Normalise Coltheart's N for all words for which Coltheart's N is  > 0. Add a new column indicating whether Coltheart's N is 0 or > 0.

In [None]:
dlp$coltheart.N.log = as.numeric(dlp$coltheart.N)
dlp$has_neighbour = ifelse(dlp$coltheart.N > 0, 1, 0)
dlp$has_neighbour_fac = as.factor(dlp$has_neighbour)
dlp[dlp$has_neighbour == 1, "coltheart.N.log"] = as.numeric(scale(log(dlp$coltheart.N[dlp$has_neighbour==1])))
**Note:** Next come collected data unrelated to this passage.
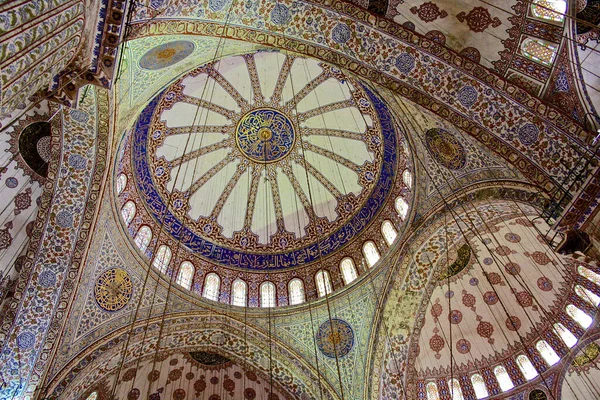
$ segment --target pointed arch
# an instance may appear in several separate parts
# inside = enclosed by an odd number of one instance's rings
[[[566,344],[568,348],[572,348],[577,344],[575,335],[560,322],[555,323],[552,326],[552,330],[562,339],[563,343]]]
[[[475,397],[478,399],[483,399],[489,396],[487,387],[485,386],[485,381],[481,375],[471,375],[471,384],[473,385],[473,390],[475,391]]]
[[[427,393],[427,400],[440,400],[440,394],[435,382],[429,382],[425,386],[425,392]]]
[[[275,307],[276,296],[275,296],[275,284],[273,282],[263,282],[260,285],[260,306],[261,307]]]
[[[535,348],[541,354],[546,364],[553,366],[560,361],[560,357],[556,354],[556,351],[545,340],[540,340],[535,344]]]
[[[569,314],[569,317],[573,318],[573,320],[577,322],[583,329],[589,328],[590,325],[592,325],[592,322],[594,322],[592,317],[587,315],[584,311],[573,304],[568,304],[566,311],[567,314]]]
[[[127,175],[121,174],[117,177],[117,194],[121,194],[127,186]]]
[[[192,288],[195,272],[196,269],[194,268],[194,264],[189,261],[184,261],[179,266],[179,272],[177,273],[177,280],[175,282],[187,290],[190,290]]]
[[[600,305],[600,296],[581,285],[575,285],[575,294],[593,307],[598,307]]]
[[[531,3],[531,14],[540,19],[563,22],[567,2],[564,0],[533,0]]]
[[[537,370],[525,354],[517,356],[517,365],[525,379],[528,381],[535,379],[538,376]]]
[[[405,169],[404,172],[402,172],[402,182],[404,182],[406,187],[412,189],[412,173],[408,169]]]
[[[356,266],[354,265],[354,260],[352,260],[352,258],[350,257],[342,259],[342,261],[340,262],[340,272],[342,273],[344,285],[348,285],[356,278],[358,278],[358,274],[356,273]]]
[[[583,265],[580,265],[577,267],[577,273],[579,275],[583,276],[588,281],[600,286],[600,275],[598,275],[591,269],[586,268]]]
[[[396,197],[396,211],[400,218],[404,221],[408,216],[408,203],[404,200],[404,197]]]
[[[387,219],[381,224],[381,234],[383,235],[383,238],[388,246],[394,244],[396,238],[398,237],[398,231],[394,227],[394,224],[392,224],[392,221]]]
[[[204,289],[202,290],[202,296],[212,300],[219,301],[219,290],[221,288],[221,278],[219,275],[211,272],[204,278]]]
[[[371,240],[367,240],[363,244],[363,255],[365,256],[365,260],[367,260],[367,265],[369,268],[377,264],[377,261],[379,261],[379,258],[381,258],[379,250],[377,250],[377,246]]]
[[[137,245],[137,247],[145,252],[152,240],[152,229],[148,225],[142,225],[140,229],[135,234],[135,238],[133,241]]]
[[[123,205],[123,208],[121,208],[121,217],[123,217],[123,221],[125,221],[125,226],[129,226],[131,221],[133,221],[135,212],[135,203],[132,200],[129,200]]]
[[[554,62],[556,51],[557,45],[549,44],[539,39],[528,37],[521,42],[521,54],[544,65],[551,65]]]
[[[290,305],[302,304],[306,301],[304,294],[304,282],[300,278],[294,278],[288,283]]]
[[[449,379],[448,388],[450,389],[450,395],[452,396],[452,400],[465,400],[458,379]]]
[[[510,376],[508,375],[508,372],[506,371],[506,368],[504,368],[504,365],[498,365],[496,368],[494,368],[494,375],[496,376],[498,385],[500,385],[500,389],[502,389],[503,392],[508,392],[510,389],[515,387],[510,379]]]
[[[231,285],[231,304],[246,307],[248,298],[248,285],[242,279],[237,278]]]
[[[152,266],[162,272],[163,274],[167,272],[167,267],[171,262],[171,257],[173,253],[171,252],[171,248],[166,244],[160,245],[156,254],[154,255],[154,260],[152,260]]]
[[[320,270],[315,275],[315,283],[317,286],[317,295],[319,297],[323,297],[333,291],[329,272],[325,271],[324,269]]]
Install and load packages for plotting.

In [None]:
#install.packages("ggplot2")
#install.packages("GGally")
library(ggplot2)
library(GGally)

Plot the distributions of and correlations between classical predictors of lexical reaction times.

In [None]:
options(repr.plot.width=5, repr.plot.height=5)
#pdf("../../fig/dlp.dist.classical.pdf", he=5, wi=5)
ggpairs(dlp[, c("RTinv", "celex.frequency.log", "coltheart.N.log", "nletters")])
#dev.off()

GAM of RT predicted by word frequency, Coltheart's N and word length.

In [None]:
gam.classical = gam(RTinv ~ s(celex.frequency.log) + 
                                s(coltheart.N.log, by=has_neighbour_fac) + 
                                has_neighbour_fac  + 
                                s(nletters), 
                    data=dlp)

Inspect model summary and plot.

In [None]:
summary(gam.classical)

In [None]:
options(repr.plot.width=15, repr.plot.height=4)
#pdf("../fig/dlp.gam.classical.pdf", he=4, wi=15)
par(mfrow=c(1,4), mar=c(5.1, 5.1, 4.1, 2.1))
plot(gam.classical, scale=F, rug=T, scheme=1, shade.col="steelblue2", ylab="RTinv", cex.lab=2.5, cex.axis=2)
#dev.off()

In [None]:
options(repr.plot.width=11.5, repr.plot.height=4)
pdf("../fig/dlp.gam.classical_bw.pdf", he=4, wi=11.5)
par(mfrow=c(1,3), mar=c(5.1, 5.1, 4.1, 2.1))
plot(gam.classical, scale=F, rug=T, scheme=1, select=1, ylab="RTinv", cex.lab=2.5, cex.axis=2)
plot(gam.classical, scale=F, rug=T, scheme=1, select=3, ylab="RTinv", cex.lab=2.5, cex.axis=2)
plot(gam.classical, scale=F, rug=T, scheme=1, select=4, ylab="RTinv", cex.lab=2.5, cex.axis=2)
dev.off()

Plot the distributions of and correlations between reaction times and two DLM-based measures.

In [None]:
options(repr.plot.width=5, repr.plot.height=5)
#pdf("../../fig/dlp.dist.measures.pdf", he=5, wi=5)
dlp$SemanticSupportForForm.log = log(dlp$SemanticSupportForForm + 1)
ggpairs(dlp[, c("RTinv", "SemanticDensity", "SemanticSupportForForm.log")])
#dev.off()

GAM of RT predicted by word frequency, semantic density and semantic support for form.

In [None]:
gam.measures = gam(RTinv ~ s(celex.frequency.log) + 
                               s(SemanticDensity) + 
                               s(SemanticSupportForForm.log), 
                   data=dlp)

Inspect model summary and plot.

In [None]:
summary(gam.measures)

In [None]:
options(repr.plot.width=15, repr.plot.height=5)
#pdf("../../fig/dlp.gam.measures.pdf", he=5, wi=15)
par(mfrow=c(1,3), mar=c(5.1, 5.1, 4.1, 2.1))
plot(gam.measures, scale=F, rug=T, scheme=1, shade.col="steelblue2", ylab="RTinv", cex.lab=2.5, cex.axis=2)
#dev.off()

Inspect concurvity (collinearity in non-linear models) of the DLM-based model:

In [None]:
concurvity(gam.measures)

Concurvity is fine.

Calculate AIC of the classical and DLM-based measures GAMs.

In [None]:
AIC(gam.classical)

In [None]:
AIC(gam.measures)

In [None]:
AIC(gam.classical) - AIC(gam.measures)

The AIC of the DLM-based measures GAM is clearly lower than of the classical GAM. Thus, the DLM-based measures GAM is much more likely to have produced the observed data.

# References

Keuleers, E., Diependaele, K., and Brysbaert, M. (2010). Practice effects in large-scale visual word recognition studies: A lexical decision study on 14,000 dutch mono-and disyllabic words and nonwords. Frontiers in psychology, 1:174.